The quivering, cowering supervisor of course naturally thinks, 'Oh geez, I'm being backed into a corner here. Puny Melee employs over 2000 people, so what the hell's wrong with this particular freak?' Then, of course, said supervisor advises the HR cardigan that they have just decided that they no longer need to fill the position because - take your pick - the funding's dried up; the existing staff are absorbing the duties; it's already been filled by an external expert; the role's been transferred to another school; they forgot to add the requirement of being able to speak in both Parsil tongue and Ancient Greek coupled with the ability to teach fellow staff how to prove the existence of God and make an edible meal with tofu.

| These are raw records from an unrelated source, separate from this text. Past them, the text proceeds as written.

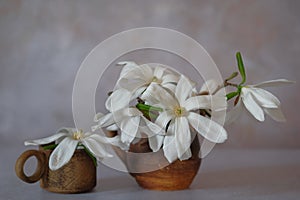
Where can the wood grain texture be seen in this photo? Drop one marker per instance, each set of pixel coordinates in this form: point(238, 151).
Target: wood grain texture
point(176, 176)
point(179, 175)
point(77, 176)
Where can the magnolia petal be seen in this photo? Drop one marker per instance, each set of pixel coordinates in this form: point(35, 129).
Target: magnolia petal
point(131, 84)
point(155, 94)
point(217, 103)
point(154, 128)
point(128, 66)
point(158, 72)
point(46, 140)
point(182, 135)
point(209, 129)
point(96, 127)
point(170, 78)
point(252, 106)
point(95, 147)
point(264, 98)
point(234, 113)
point(113, 127)
point(147, 72)
point(273, 83)
point(98, 116)
point(62, 154)
point(106, 120)
point(209, 86)
point(120, 99)
point(183, 89)
point(129, 128)
point(186, 155)
point(275, 113)
point(155, 142)
point(164, 118)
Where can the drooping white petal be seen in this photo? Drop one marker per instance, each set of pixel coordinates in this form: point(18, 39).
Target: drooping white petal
point(183, 89)
point(234, 113)
point(264, 98)
point(164, 118)
point(252, 105)
point(276, 114)
point(182, 135)
point(169, 86)
point(155, 94)
point(169, 146)
point(205, 102)
point(158, 72)
point(62, 154)
point(95, 147)
point(46, 140)
point(209, 86)
point(127, 66)
point(207, 128)
point(106, 120)
point(116, 141)
point(131, 84)
point(113, 127)
point(129, 128)
point(170, 78)
point(154, 128)
point(273, 83)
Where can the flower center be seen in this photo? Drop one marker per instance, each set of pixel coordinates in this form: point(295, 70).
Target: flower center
point(78, 135)
point(179, 111)
point(156, 80)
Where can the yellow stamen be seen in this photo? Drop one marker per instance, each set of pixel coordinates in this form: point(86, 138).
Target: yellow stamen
point(179, 111)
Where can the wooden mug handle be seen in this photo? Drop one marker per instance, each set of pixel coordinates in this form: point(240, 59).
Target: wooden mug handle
point(19, 167)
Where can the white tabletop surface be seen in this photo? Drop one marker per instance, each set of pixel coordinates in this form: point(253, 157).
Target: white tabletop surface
point(224, 174)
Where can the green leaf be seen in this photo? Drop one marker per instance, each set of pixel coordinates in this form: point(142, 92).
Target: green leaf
point(144, 107)
point(50, 146)
point(241, 67)
point(233, 75)
point(231, 95)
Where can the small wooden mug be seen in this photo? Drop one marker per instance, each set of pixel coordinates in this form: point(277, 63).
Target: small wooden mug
point(78, 175)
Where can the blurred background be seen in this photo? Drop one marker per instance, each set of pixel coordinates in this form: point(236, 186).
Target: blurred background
point(42, 44)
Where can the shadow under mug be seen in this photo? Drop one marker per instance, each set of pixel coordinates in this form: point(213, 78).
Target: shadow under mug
point(78, 175)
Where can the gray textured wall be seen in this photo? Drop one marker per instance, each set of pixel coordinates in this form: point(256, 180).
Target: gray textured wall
point(42, 44)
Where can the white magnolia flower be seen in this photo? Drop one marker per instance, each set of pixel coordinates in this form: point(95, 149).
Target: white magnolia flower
point(129, 120)
point(178, 109)
point(69, 139)
point(259, 101)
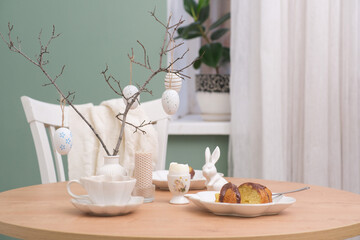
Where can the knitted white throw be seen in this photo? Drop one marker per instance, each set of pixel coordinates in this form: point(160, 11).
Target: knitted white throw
point(86, 155)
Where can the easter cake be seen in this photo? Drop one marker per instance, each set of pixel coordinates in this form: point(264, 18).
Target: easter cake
point(246, 193)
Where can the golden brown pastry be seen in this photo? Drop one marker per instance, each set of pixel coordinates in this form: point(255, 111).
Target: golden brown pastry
point(229, 193)
point(254, 193)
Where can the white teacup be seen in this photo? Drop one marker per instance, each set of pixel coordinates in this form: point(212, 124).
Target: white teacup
point(103, 190)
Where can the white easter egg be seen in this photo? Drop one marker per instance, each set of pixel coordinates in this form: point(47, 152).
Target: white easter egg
point(63, 140)
point(173, 81)
point(170, 101)
point(128, 93)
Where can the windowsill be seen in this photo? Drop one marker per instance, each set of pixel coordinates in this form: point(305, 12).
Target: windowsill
point(194, 125)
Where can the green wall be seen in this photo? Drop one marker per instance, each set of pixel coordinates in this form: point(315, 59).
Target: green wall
point(93, 33)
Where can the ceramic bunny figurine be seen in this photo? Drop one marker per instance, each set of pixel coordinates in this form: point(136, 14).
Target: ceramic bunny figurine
point(214, 181)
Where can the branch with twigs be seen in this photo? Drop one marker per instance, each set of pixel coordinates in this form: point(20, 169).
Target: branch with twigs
point(112, 82)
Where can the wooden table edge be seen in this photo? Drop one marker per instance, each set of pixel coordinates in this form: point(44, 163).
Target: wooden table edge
point(40, 234)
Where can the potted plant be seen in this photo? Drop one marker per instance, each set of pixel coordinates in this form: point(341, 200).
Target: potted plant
point(212, 89)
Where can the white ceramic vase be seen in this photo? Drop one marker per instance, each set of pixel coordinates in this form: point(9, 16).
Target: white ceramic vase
point(112, 167)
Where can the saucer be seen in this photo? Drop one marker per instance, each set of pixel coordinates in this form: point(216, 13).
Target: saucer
point(206, 201)
point(86, 206)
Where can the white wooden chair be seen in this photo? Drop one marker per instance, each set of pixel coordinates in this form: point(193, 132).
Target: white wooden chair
point(44, 118)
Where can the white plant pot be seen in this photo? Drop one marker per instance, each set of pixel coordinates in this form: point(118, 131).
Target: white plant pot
point(212, 92)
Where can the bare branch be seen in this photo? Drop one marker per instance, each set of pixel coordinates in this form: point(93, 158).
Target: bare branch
point(40, 63)
point(137, 128)
point(107, 79)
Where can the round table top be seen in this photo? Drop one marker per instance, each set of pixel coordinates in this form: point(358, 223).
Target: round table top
point(45, 212)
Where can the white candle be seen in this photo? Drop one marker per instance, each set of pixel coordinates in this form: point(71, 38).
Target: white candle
point(178, 169)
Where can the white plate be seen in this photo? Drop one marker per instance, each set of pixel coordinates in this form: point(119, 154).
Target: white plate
point(206, 201)
point(107, 210)
point(160, 180)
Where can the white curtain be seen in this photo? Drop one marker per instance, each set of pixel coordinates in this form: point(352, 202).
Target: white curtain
point(295, 91)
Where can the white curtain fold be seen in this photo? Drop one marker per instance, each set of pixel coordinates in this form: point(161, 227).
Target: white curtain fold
point(295, 91)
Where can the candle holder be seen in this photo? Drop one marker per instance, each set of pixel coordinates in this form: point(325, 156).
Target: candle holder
point(143, 176)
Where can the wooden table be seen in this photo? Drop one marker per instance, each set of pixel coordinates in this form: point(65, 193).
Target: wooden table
point(45, 212)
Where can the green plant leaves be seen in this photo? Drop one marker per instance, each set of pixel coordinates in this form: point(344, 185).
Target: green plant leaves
point(197, 64)
point(220, 21)
point(225, 58)
point(211, 54)
point(200, 11)
point(218, 33)
point(204, 14)
point(190, 7)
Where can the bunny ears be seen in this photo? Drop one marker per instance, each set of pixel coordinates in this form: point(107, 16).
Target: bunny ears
point(214, 157)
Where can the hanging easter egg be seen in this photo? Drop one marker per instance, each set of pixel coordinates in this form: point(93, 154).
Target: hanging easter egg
point(128, 93)
point(170, 101)
point(63, 140)
point(173, 81)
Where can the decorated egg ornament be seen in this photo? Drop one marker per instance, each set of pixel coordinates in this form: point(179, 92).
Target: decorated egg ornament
point(170, 101)
point(63, 140)
point(128, 93)
point(173, 81)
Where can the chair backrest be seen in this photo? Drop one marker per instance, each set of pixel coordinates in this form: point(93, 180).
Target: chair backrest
point(44, 118)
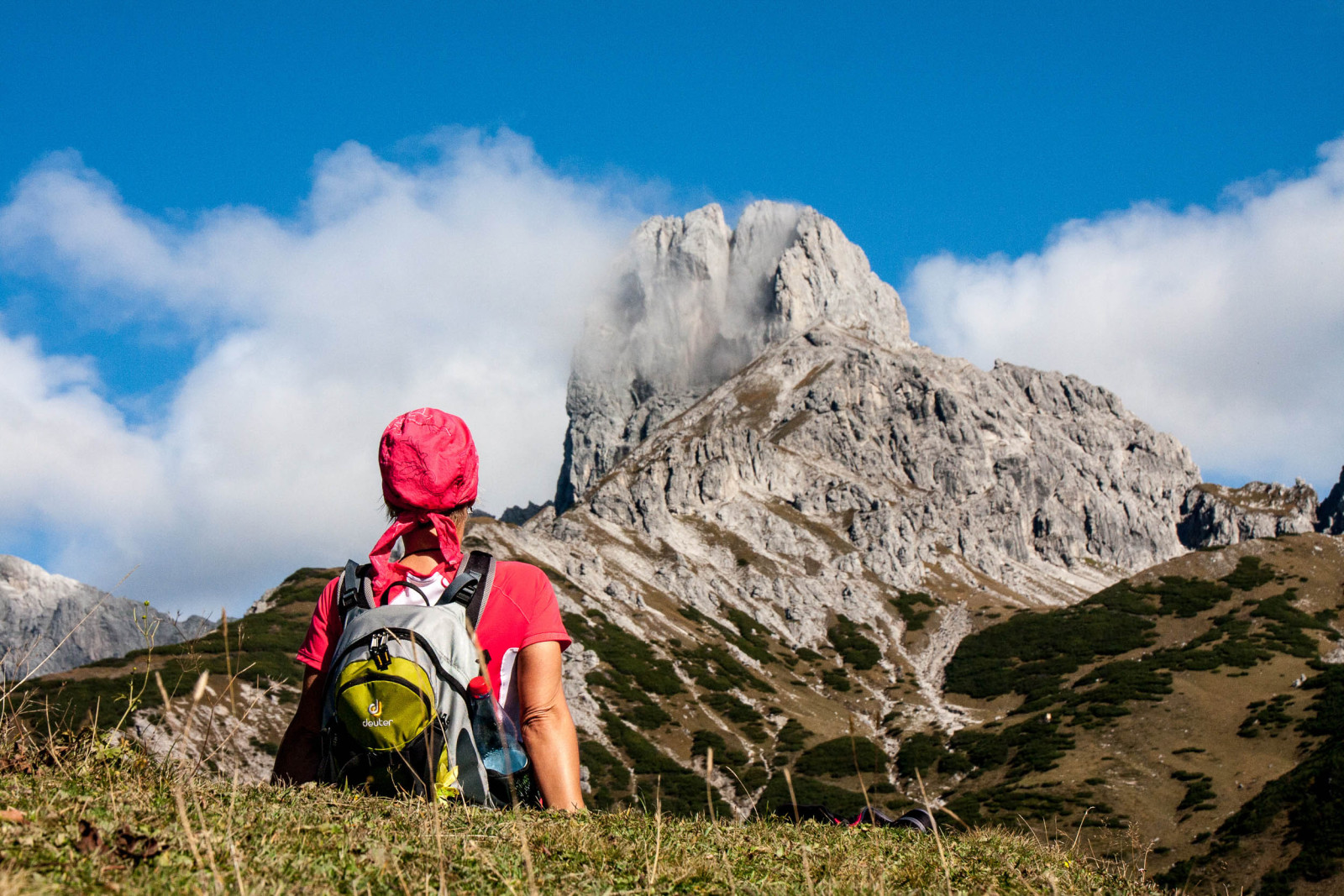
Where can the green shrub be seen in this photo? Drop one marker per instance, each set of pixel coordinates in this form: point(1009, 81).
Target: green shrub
point(842, 757)
point(851, 644)
point(907, 604)
point(792, 736)
point(835, 679)
point(1250, 573)
point(918, 752)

My eight year old daughter, Sapphire, has been picking up on my sombre mood of late and took me by the hand into her room, pointed at her wardrobe and said, "Try one of these, Mum."
Hmmmm. '(Daily) Thoughts of Guidence!'.
It was hard keeping the tears back when I read her advice:
Wise words indeed. As for me, I think I'll just lie down for a while and have a good long think about exactly what I want to be when I grow up.....
8 comments:
Do you have to be employed within the same institution? Is it possible to find a job somewhere else, or are you bound by some kind of contract? Does the bulldog and her bootlicker have to have a hand in your future position? No way around it? That's really sucky.
Is saphhire 8, or 68?
Hey MM, why not try the corporate world? You'll still get treated like poo but you'll get heaps more money and be able to afford the top shelf grog to drown your sorrows. Surely the "egalitarian" world of the public service has stuffed you around enough in the last few years...

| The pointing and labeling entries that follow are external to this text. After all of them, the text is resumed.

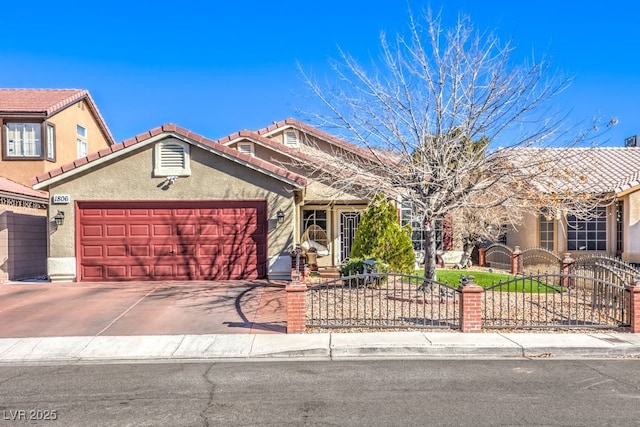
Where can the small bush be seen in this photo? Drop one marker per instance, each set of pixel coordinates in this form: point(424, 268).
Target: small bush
point(356, 266)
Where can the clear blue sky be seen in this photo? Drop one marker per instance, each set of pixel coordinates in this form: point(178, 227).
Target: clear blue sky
point(216, 67)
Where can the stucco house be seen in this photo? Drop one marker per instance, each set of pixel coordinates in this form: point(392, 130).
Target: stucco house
point(41, 129)
point(173, 205)
point(169, 204)
point(613, 173)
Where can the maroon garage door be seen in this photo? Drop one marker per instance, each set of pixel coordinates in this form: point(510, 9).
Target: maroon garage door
point(119, 241)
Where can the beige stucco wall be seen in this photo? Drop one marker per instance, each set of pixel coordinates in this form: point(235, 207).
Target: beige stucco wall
point(65, 122)
point(212, 178)
point(22, 171)
point(631, 237)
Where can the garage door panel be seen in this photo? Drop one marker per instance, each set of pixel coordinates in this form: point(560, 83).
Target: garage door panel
point(117, 213)
point(163, 271)
point(140, 250)
point(140, 272)
point(116, 251)
point(160, 230)
point(161, 213)
point(92, 272)
point(91, 231)
point(208, 250)
point(148, 241)
point(140, 230)
point(92, 251)
point(189, 250)
point(162, 250)
point(116, 271)
point(186, 229)
point(209, 230)
point(115, 230)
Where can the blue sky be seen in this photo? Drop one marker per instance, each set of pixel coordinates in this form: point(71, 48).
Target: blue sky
point(216, 67)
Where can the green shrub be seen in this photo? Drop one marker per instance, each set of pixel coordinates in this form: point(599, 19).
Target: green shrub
point(356, 266)
point(380, 237)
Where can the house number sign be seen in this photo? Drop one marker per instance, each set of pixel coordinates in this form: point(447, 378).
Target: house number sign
point(61, 199)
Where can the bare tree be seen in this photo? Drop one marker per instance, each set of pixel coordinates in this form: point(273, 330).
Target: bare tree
point(446, 117)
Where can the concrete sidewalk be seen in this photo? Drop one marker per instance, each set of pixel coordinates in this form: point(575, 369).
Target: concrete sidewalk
point(325, 346)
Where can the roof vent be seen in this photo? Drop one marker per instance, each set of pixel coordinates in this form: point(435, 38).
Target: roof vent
point(632, 141)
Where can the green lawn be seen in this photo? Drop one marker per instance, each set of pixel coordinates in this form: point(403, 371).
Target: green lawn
point(487, 279)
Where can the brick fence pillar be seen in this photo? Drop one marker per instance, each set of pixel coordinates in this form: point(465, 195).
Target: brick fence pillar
point(568, 270)
point(296, 307)
point(634, 309)
point(482, 257)
point(517, 266)
point(471, 307)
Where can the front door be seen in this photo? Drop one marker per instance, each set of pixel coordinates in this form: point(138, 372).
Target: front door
point(348, 225)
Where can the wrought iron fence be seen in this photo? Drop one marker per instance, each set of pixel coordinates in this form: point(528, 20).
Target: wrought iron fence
point(555, 300)
point(498, 256)
point(540, 259)
point(382, 300)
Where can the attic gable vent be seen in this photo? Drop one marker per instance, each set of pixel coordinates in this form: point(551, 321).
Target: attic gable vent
point(291, 138)
point(246, 148)
point(172, 158)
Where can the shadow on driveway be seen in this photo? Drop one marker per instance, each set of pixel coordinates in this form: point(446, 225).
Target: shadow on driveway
point(142, 308)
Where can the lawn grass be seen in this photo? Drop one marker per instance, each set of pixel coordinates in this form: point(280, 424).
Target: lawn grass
point(487, 279)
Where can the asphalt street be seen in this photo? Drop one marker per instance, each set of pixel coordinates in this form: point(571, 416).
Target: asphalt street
point(350, 393)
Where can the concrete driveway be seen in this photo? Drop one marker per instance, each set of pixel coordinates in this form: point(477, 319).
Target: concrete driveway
point(31, 309)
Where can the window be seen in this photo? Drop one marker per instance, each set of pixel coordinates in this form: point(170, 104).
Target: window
point(246, 148)
point(619, 228)
point(547, 235)
point(172, 158)
point(314, 217)
point(51, 142)
point(589, 234)
point(291, 138)
point(23, 140)
point(81, 134)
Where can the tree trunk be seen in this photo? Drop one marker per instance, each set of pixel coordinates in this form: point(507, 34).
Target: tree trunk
point(430, 253)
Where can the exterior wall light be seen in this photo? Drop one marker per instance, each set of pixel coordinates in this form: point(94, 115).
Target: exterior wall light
point(59, 218)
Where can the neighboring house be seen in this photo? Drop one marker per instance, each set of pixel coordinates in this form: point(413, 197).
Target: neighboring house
point(40, 129)
point(613, 173)
point(23, 238)
point(46, 128)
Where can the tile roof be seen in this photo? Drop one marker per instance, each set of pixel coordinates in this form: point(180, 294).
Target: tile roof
point(11, 187)
point(290, 122)
point(602, 169)
point(212, 145)
point(47, 102)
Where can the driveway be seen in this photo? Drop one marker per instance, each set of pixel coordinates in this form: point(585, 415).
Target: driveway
point(31, 309)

You're both right, River and Deep Kick - it could be time for a change. I've always had a sensible 'day job' and may be I need to try life *without* being a boss or working for one.....
Anon - Sapphire is indeed only eight years old, but a wise one. That said, she's still obsessed with Beanie Kids and has done a gorgeous little Christmas scene that I'll be featuring in an upcoming blog. She truly dazzles me every single day.
(Just kidding here, unless you're looking for a DRASTIC change....)
Chaos, er Coles, is hiring christmas casuals............
Could tide you over until something better comes along--no, wait, that was my story. 5 years later I'm still here.........Urk!!
Seriously, I hope something good turns up for you soon.
Just received word over the wire that Sapphire has been nominated for Most Hip to The Jive Street Urchin of '07.
I mean really, what 8 year old writes 'Be Cool'?
Clearly I need her expertise the next time I'm laying down the law in my 'hood. Let's talk mates rates, Milly.
Your fly story reminded me of a similar experience I had except mine involved a small toad and the shooting of the concrete walls of our pool.
I asked one of the workers to grab it for me. Otherwise it would've forever been trapped in the concrete.
I washed it & watched it hop away
happily.
She sounds absolutely beautiful! Not to mention down with the lingo.
I hope things settle down soon - for the christmas holidays and for the long term.